Of course, there’s a better way to do so (MATLAB’s preferred way): return the modified object back to the caller as if they are immutable:
def remove_from_header_token_CLASS(tokens, line):
# line DOES NOT HAVE TO BE MUTABLE
try:
column_CLASS = tokens.index(b'CLASS')
except:
column_CLASS = None
else:
line = line.replace(b'\tCLASS', b'')
return column_CLASS, line
This is what I ultimately used (so I ended up not converting the byte lines to bytearray), given that Python’s tuple syntax make it easy to return multiple outputs like MATLAB. The call ended up looking like this:
column_SPL_CLASS, line = remove_from_header_token_CLASS(tokens, line)

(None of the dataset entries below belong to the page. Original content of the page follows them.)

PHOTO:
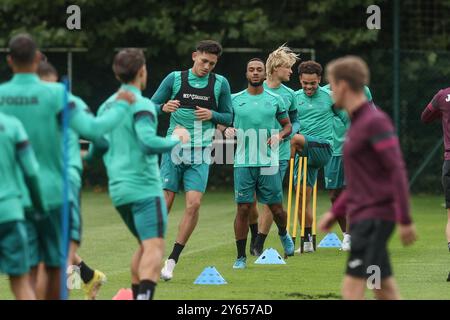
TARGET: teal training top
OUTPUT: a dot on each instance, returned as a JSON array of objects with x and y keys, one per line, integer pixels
[
  {"x": 201, "y": 132},
  {"x": 39, "y": 105},
  {"x": 16, "y": 159},
  {"x": 316, "y": 114},
  {"x": 288, "y": 96},
  {"x": 256, "y": 120},
  {"x": 75, "y": 163},
  {"x": 341, "y": 125},
  {"x": 132, "y": 157}
]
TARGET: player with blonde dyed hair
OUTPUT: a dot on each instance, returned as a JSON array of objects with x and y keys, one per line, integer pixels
[{"x": 278, "y": 70}]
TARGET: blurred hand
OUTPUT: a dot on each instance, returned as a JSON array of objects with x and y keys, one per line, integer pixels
[
  {"x": 275, "y": 139},
  {"x": 83, "y": 153},
  {"x": 293, "y": 152},
  {"x": 230, "y": 133},
  {"x": 203, "y": 114},
  {"x": 182, "y": 134},
  {"x": 326, "y": 222},
  {"x": 171, "y": 106},
  {"x": 126, "y": 95},
  {"x": 407, "y": 234}
]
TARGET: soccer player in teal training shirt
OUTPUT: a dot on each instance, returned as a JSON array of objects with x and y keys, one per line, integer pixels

Nonetheless, I think there’s an important lesson to be learned for doing side-effects in dynamically typed languages. Maybe I’ll need this one day if I get an excuse to do something more complicated that genuinely requires side-effects.
In summary, variable assignments in most dynamically typed languages will shadow the input argument with a newly generated local variable instead of modifying the data in the original input argument. This implies that there function side-effects cannot be carried out through variable assignment.
The most common implication is: do not (equality) assign to a input variable to modify its contents in a dynamically typed language.